A la espera de que el Congreso de Hidalgo vote las iniciativas sobre la gubernatura de cinco años y la postulación de mujeres, José Antonio García de Alba confirmó que evalúa regresar a la vida pública rumbo al próximo proceso electoral estatal.
El exdiputado señaló que la resolución de ambas propuestas será determinante para definir si participa en la contienda por la gubernatura y bajo qué figura política podría hacerlo.
Entre las posibilidades, mencionó una candidatura impulsada por partidos, una alianza opositora o una vía ciudadana.

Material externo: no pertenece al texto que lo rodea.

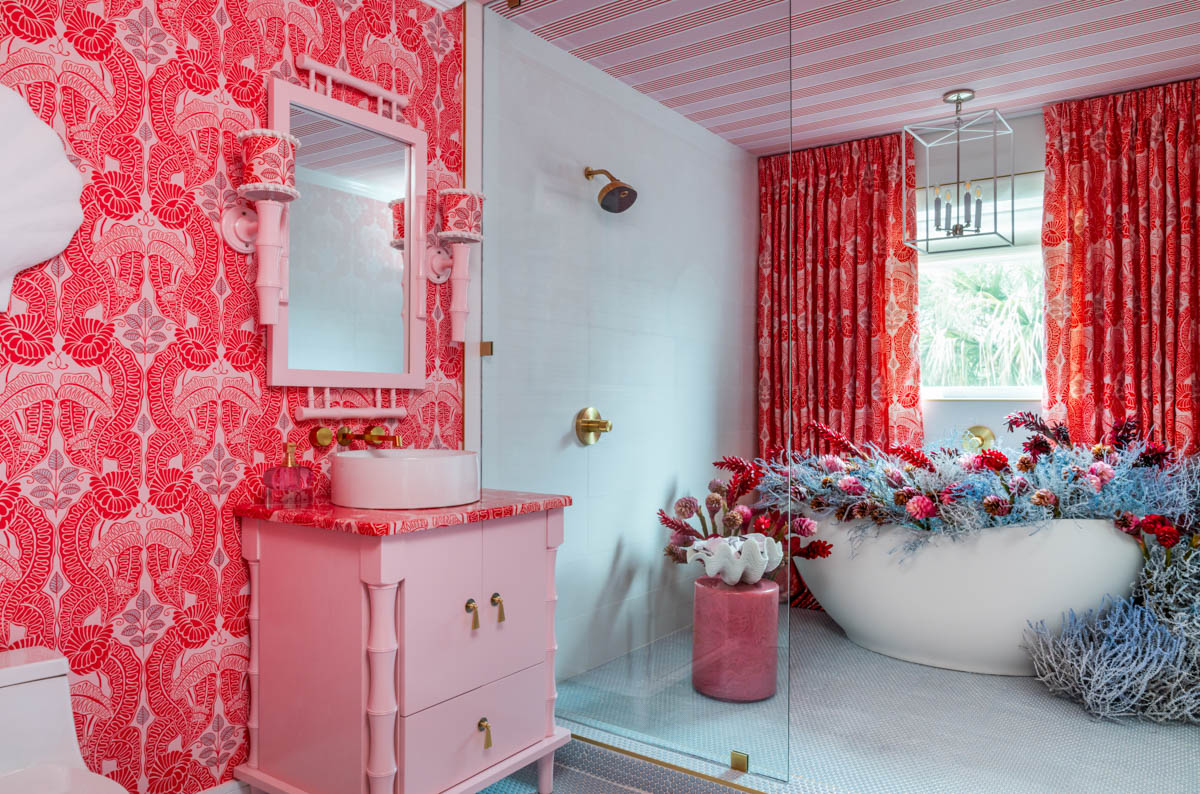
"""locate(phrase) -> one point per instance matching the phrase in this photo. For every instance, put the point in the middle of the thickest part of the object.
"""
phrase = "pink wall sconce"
(462, 223)
(269, 182)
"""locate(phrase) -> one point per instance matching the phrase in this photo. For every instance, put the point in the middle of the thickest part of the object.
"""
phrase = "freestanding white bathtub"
(964, 603)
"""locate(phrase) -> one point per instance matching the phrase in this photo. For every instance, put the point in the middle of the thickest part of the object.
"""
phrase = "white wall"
(647, 314)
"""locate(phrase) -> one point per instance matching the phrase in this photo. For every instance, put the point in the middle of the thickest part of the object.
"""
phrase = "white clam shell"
(40, 194)
(739, 559)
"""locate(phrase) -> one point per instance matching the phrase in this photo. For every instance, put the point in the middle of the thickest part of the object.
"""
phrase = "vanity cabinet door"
(442, 654)
(515, 561)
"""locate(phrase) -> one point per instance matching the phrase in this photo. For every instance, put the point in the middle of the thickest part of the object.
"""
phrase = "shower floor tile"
(864, 723)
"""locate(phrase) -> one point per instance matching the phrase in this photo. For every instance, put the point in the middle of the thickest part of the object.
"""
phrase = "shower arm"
(592, 172)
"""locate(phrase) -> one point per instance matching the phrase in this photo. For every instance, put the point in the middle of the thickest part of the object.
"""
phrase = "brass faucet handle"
(589, 426)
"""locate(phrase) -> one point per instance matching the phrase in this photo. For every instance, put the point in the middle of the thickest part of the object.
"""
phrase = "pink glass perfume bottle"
(288, 486)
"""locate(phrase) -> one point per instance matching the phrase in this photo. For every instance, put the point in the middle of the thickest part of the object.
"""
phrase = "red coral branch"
(837, 440)
(912, 456)
(677, 525)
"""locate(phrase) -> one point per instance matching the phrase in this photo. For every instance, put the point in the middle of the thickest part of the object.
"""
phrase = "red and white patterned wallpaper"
(133, 404)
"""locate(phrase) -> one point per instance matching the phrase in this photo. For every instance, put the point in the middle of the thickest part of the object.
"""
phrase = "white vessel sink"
(405, 479)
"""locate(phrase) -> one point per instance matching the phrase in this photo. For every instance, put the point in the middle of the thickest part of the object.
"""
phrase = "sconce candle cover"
(462, 224)
(269, 157)
(269, 180)
(397, 223)
(462, 216)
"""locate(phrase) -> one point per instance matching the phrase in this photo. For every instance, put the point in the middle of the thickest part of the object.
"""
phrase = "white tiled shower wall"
(649, 316)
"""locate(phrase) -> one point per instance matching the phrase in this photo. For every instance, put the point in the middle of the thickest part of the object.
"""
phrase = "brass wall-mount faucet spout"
(376, 435)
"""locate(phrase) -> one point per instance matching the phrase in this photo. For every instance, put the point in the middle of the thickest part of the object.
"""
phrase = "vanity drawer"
(443, 745)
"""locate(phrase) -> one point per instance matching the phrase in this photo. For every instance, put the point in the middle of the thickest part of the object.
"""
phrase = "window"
(981, 313)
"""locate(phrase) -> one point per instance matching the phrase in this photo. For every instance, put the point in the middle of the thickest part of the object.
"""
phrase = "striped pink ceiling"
(863, 67)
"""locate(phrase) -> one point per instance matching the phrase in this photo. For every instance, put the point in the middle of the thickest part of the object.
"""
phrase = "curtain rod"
(1039, 170)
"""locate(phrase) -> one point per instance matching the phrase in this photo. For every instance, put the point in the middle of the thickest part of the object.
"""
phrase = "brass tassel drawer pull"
(486, 728)
(473, 608)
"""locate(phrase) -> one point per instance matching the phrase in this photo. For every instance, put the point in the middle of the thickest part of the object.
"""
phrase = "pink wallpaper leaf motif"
(132, 364)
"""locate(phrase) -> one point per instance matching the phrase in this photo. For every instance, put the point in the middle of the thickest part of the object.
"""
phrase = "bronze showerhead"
(616, 196)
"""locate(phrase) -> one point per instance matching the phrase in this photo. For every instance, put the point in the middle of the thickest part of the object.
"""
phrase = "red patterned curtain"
(837, 296)
(1121, 262)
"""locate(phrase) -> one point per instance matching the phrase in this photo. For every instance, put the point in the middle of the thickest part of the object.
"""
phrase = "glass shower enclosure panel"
(642, 318)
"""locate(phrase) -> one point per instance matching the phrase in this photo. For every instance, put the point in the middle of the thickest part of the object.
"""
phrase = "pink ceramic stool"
(735, 638)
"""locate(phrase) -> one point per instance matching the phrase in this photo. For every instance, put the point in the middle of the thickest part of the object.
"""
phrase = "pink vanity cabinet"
(402, 651)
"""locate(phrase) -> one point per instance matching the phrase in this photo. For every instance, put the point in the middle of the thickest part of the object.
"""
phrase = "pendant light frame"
(960, 205)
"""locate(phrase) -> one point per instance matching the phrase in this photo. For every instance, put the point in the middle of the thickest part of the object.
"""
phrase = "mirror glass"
(346, 281)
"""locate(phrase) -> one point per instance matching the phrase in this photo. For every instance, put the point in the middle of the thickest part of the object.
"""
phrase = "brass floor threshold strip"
(676, 768)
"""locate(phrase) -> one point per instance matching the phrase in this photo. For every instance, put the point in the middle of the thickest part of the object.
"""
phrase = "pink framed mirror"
(352, 304)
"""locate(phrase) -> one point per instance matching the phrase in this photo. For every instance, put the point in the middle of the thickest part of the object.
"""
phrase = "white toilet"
(39, 753)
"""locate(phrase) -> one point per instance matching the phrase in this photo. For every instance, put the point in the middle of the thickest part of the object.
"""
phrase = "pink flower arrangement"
(720, 515)
(921, 507)
(1102, 471)
(832, 463)
(804, 527)
(853, 486)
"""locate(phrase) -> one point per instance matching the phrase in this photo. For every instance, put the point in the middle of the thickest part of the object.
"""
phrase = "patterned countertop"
(492, 504)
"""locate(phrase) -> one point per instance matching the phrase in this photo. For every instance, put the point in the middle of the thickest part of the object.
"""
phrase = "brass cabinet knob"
(473, 608)
(588, 426)
(485, 727)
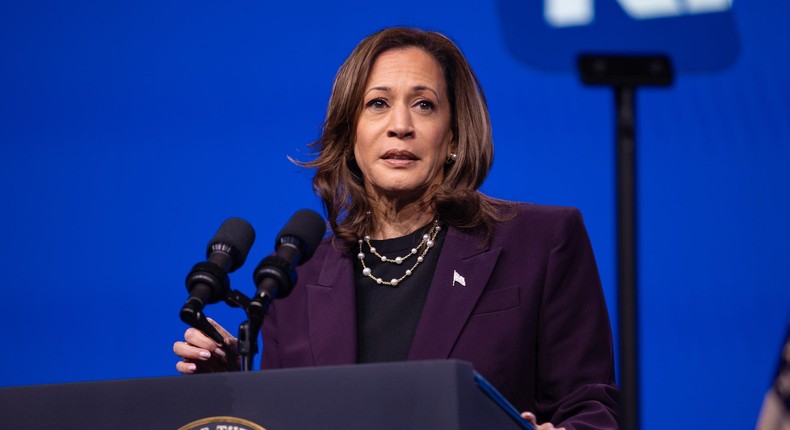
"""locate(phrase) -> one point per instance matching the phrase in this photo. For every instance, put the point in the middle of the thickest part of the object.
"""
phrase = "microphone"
(208, 281)
(275, 275)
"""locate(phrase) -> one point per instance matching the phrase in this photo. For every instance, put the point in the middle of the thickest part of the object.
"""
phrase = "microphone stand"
(624, 73)
(249, 330)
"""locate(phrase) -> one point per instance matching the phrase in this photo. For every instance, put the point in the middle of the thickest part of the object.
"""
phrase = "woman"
(421, 264)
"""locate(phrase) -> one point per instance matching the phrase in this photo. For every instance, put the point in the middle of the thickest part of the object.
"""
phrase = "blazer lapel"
(461, 275)
(331, 310)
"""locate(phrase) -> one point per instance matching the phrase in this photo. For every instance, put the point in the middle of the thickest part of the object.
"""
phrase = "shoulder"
(543, 218)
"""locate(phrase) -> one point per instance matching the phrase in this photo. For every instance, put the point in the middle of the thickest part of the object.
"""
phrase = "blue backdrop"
(130, 131)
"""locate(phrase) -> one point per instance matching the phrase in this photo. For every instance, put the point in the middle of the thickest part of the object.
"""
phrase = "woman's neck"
(394, 220)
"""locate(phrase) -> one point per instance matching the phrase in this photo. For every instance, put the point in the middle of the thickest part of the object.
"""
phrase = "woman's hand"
(529, 416)
(201, 354)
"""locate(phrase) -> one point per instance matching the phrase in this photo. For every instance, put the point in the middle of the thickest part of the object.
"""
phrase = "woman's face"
(403, 135)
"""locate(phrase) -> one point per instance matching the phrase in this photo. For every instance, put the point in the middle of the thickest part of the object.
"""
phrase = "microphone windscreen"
(308, 227)
(235, 237)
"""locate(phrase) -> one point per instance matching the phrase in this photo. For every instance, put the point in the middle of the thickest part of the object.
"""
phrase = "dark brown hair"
(338, 180)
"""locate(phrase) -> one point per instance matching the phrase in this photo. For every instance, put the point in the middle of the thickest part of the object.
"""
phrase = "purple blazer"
(530, 316)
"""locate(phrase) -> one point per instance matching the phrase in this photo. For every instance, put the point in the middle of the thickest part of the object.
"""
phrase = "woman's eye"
(425, 105)
(377, 104)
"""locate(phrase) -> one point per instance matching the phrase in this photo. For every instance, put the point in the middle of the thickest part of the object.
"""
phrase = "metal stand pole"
(624, 74)
(627, 257)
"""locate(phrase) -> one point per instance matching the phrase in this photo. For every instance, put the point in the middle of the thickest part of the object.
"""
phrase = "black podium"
(410, 395)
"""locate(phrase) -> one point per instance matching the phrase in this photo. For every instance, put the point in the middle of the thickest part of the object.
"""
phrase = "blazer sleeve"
(575, 360)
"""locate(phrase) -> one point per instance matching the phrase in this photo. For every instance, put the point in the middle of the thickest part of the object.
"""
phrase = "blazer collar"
(460, 277)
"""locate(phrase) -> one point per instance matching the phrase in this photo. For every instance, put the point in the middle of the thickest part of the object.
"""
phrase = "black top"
(387, 316)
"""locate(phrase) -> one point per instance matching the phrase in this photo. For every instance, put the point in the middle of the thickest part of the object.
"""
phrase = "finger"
(187, 351)
(186, 368)
(196, 338)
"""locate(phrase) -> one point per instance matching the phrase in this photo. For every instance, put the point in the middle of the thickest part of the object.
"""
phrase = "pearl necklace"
(427, 242)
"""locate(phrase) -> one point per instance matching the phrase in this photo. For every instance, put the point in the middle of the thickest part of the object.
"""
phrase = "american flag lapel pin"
(458, 278)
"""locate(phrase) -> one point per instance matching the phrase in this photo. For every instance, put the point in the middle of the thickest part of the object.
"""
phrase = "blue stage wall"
(130, 131)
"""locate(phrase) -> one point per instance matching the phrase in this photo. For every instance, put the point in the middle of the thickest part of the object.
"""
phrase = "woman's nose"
(401, 125)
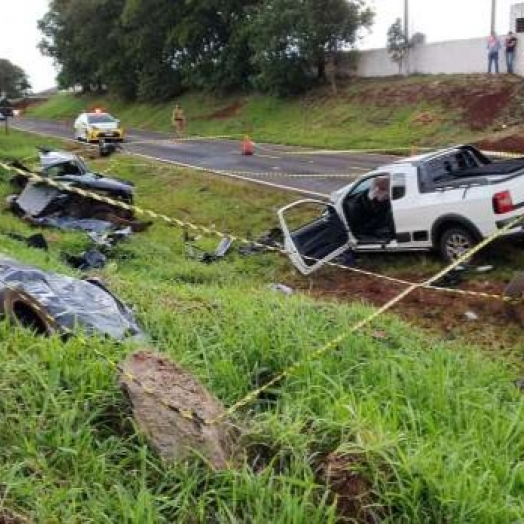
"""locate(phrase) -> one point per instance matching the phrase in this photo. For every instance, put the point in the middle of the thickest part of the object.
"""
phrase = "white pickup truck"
(446, 201)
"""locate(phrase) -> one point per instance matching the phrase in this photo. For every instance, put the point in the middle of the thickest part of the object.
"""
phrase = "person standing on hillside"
(493, 52)
(179, 121)
(511, 44)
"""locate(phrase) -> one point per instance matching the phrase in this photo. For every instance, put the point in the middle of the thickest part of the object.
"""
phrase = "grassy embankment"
(433, 429)
(350, 120)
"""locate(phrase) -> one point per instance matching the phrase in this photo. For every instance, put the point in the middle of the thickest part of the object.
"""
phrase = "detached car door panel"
(316, 242)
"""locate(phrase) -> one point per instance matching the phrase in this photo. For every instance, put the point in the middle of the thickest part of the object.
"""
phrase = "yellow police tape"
(189, 414)
(183, 224)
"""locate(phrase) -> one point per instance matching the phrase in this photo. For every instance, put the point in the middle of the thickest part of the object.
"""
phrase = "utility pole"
(406, 33)
(406, 19)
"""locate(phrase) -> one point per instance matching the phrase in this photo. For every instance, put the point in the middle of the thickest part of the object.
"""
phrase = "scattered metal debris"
(282, 288)
(36, 241)
(204, 256)
(43, 205)
(273, 238)
(90, 259)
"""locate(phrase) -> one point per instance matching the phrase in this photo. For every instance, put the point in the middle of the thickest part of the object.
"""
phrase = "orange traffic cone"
(247, 146)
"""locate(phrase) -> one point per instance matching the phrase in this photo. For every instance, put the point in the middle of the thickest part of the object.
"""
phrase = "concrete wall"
(456, 56)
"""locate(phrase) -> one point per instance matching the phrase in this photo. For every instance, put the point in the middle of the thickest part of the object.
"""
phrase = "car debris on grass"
(26, 292)
(43, 205)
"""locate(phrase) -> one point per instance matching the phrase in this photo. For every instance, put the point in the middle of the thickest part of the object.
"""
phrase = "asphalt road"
(270, 165)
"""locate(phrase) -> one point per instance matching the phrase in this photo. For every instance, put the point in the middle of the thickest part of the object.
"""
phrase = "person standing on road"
(511, 44)
(179, 121)
(493, 52)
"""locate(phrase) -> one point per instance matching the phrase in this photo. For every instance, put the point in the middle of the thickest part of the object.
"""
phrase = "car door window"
(398, 186)
(367, 209)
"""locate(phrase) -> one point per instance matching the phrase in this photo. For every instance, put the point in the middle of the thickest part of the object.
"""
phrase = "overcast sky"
(438, 19)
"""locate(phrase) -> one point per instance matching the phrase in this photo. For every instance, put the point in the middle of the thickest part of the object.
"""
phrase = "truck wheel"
(454, 242)
(24, 310)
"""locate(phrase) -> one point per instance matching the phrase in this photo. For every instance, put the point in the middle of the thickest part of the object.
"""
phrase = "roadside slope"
(394, 423)
(392, 112)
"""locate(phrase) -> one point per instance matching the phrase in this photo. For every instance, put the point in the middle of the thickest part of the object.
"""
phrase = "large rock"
(160, 393)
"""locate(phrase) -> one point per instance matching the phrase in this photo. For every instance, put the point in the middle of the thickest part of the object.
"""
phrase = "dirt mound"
(480, 99)
(161, 395)
(352, 490)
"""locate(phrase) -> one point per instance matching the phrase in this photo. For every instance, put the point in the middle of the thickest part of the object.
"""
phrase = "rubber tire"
(22, 309)
(462, 235)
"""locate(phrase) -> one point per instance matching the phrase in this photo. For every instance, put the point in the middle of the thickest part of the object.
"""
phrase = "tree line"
(13, 80)
(156, 49)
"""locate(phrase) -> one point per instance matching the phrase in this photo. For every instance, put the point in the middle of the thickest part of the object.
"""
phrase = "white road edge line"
(191, 166)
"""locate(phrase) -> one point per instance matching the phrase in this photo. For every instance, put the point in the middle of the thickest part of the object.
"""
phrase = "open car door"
(322, 236)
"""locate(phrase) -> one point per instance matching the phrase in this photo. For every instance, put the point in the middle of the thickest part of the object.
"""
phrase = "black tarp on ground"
(73, 303)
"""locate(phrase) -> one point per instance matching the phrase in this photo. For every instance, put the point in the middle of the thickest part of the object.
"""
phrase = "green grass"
(319, 119)
(435, 427)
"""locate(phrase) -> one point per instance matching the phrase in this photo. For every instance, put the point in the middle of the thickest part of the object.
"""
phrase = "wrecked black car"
(42, 204)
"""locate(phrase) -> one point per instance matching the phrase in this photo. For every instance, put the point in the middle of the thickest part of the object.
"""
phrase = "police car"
(92, 126)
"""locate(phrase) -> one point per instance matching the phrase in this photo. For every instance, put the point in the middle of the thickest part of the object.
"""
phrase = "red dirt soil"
(480, 99)
(498, 326)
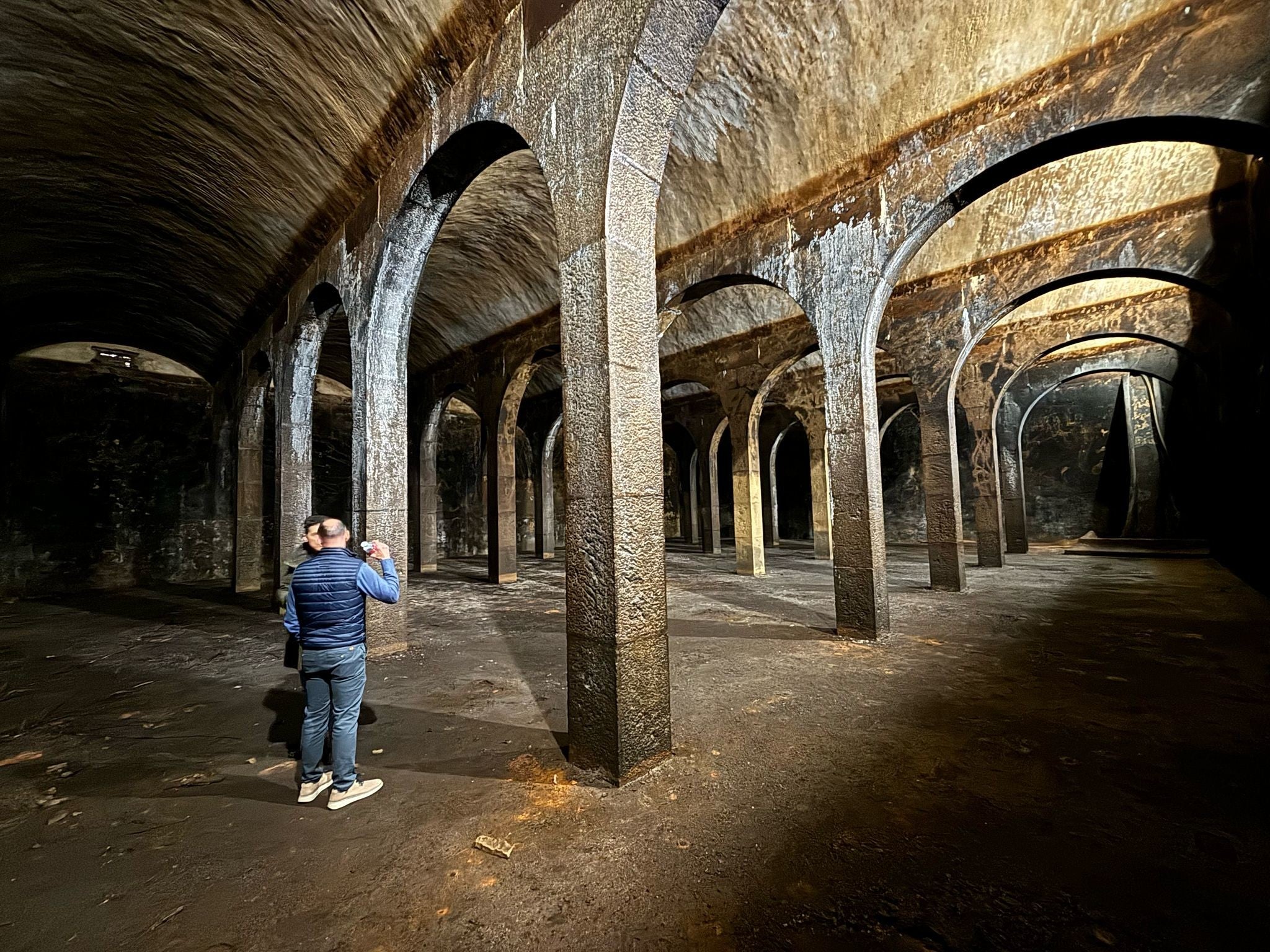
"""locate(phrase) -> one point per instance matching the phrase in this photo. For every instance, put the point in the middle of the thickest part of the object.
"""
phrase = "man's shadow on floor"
(287, 703)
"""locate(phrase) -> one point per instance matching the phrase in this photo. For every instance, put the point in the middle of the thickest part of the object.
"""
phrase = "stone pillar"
(822, 536)
(615, 578)
(990, 537)
(381, 507)
(1141, 400)
(771, 500)
(426, 513)
(1011, 471)
(603, 151)
(294, 415)
(861, 601)
(978, 400)
(714, 544)
(499, 409)
(694, 501)
(747, 491)
(944, 531)
(249, 490)
(544, 494)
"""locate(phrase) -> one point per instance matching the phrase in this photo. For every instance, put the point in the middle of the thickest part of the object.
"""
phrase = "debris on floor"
(491, 844)
(22, 758)
(195, 780)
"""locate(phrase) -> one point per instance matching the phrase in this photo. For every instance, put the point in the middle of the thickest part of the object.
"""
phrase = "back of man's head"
(333, 534)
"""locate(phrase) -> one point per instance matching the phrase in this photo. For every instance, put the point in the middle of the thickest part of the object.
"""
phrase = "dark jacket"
(327, 603)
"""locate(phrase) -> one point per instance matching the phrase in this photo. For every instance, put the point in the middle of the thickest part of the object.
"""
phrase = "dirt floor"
(1072, 756)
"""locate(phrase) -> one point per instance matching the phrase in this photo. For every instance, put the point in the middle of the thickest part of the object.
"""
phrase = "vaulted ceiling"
(167, 164)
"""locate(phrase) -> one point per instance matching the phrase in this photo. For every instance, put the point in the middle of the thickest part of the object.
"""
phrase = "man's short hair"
(332, 528)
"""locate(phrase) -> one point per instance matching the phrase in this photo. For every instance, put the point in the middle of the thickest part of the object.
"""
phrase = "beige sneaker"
(309, 791)
(358, 791)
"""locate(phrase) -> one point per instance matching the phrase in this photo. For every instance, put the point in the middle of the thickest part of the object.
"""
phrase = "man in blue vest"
(327, 611)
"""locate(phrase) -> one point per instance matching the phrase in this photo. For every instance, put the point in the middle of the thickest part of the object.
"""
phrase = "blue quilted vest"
(331, 609)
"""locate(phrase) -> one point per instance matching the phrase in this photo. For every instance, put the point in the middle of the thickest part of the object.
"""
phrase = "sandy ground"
(1072, 756)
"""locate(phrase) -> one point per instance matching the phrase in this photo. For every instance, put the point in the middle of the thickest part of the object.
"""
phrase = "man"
(327, 611)
(301, 553)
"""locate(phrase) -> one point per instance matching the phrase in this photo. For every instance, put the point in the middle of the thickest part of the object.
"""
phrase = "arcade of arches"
(826, 443)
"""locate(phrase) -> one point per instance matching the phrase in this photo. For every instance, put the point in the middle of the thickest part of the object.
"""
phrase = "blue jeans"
(334, 679)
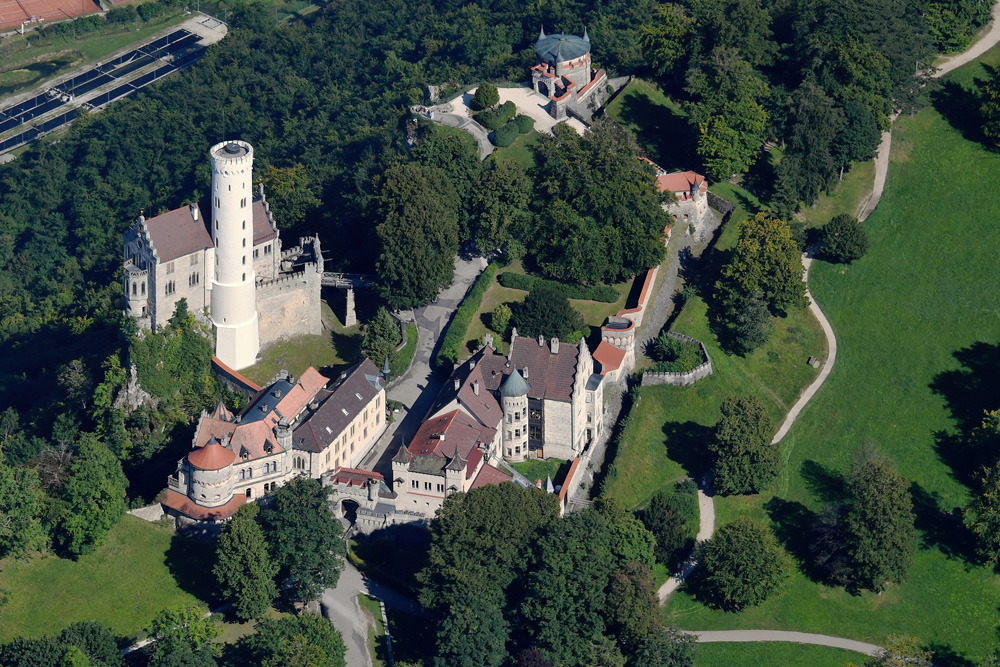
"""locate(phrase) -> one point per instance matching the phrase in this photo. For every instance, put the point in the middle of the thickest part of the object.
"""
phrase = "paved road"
(831, 343)
(989, 38)
(417, 389)
(781, 636)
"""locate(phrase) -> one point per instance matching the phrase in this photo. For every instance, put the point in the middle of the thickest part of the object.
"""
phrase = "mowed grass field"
(918, 324)
(141, 569)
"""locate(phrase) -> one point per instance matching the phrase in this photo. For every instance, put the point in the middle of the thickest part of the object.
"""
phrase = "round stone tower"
(514, 403)
(234, 306)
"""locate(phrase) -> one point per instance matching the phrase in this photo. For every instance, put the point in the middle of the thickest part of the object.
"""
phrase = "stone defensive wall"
(686, 378)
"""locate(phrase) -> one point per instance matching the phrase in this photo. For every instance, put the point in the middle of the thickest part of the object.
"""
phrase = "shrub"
(547, 312)
(493, 119)
(486, 96)
(451, 343)
(505, 136)
(602, 293)
(844, 239)
(500, 319)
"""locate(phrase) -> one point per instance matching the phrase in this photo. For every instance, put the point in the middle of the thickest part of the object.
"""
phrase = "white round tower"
(234, 305)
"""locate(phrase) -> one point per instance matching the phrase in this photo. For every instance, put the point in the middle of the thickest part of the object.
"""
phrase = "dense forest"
(325, 101)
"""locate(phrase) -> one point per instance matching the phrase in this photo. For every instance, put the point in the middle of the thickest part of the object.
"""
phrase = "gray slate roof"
(559, 48)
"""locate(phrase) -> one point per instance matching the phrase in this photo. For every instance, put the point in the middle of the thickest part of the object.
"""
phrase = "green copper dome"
(515, 385)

Indicó que la inconformidad social ha comenzado a crecer en distintos puntos del país y consideró necesario corregir el rumbo tras las políticas impulsadas por Morena. En ese contexto, explicó que decidió retomar la actividad pública.
Comentó que ha sostenido acercamientos con algunos partidos políticos con los que podría existir coincidencia de proyecto, aunque descartó cualquier posibilidad de alianza con Morena. Afirmó que con ese instituto político no observa condiciones para construir acuerdos.
También mencionó contactos con Acción Nacional y Movimiento Ciudadano, incluso bajo la posibilidad de una alianza entre ambos partidos.
De igual forma, dejó abierta la opción de una candidatura ciudadana o independiente en caso de que no prospere un acuerdo partidista.
Consideró que existe un sector importante de la población inconforme con el rumbo del país y que actualmente no encuentra representación política clara.
Por ello, sostuvo que podría construirse un frente capaz de reunir distintas expresiones políticas y sociales.
Añadió que, si surge otra figura con capacidad para encabezar un proyecto de unidad, estaría dispuesto a sumarse y contribuir a esa alternativa.
En otro tema, cuestionó el rumbo que, a su consideración, ha tomado el país en materia de seguridad y política nacional. Criticó la estrategia aplicada durante el sexenio anterior y advirtió un debilitamiento institucional.
Incluso señaló que existen hechos graves para la democracia, como el caso de un gobernador investigado por autoridades estadounidenses.
Sobre el gobernador con licencia de Sinaloa, Rubén Rocha Moya, consideró preocupante la posible intervención del crimen organizado en procesos electorales.
También atribuyó el crecimiento de grupos criminales a la política de “abrazos, no balazos”, la cual, dijo, terminó por impactar al Estado.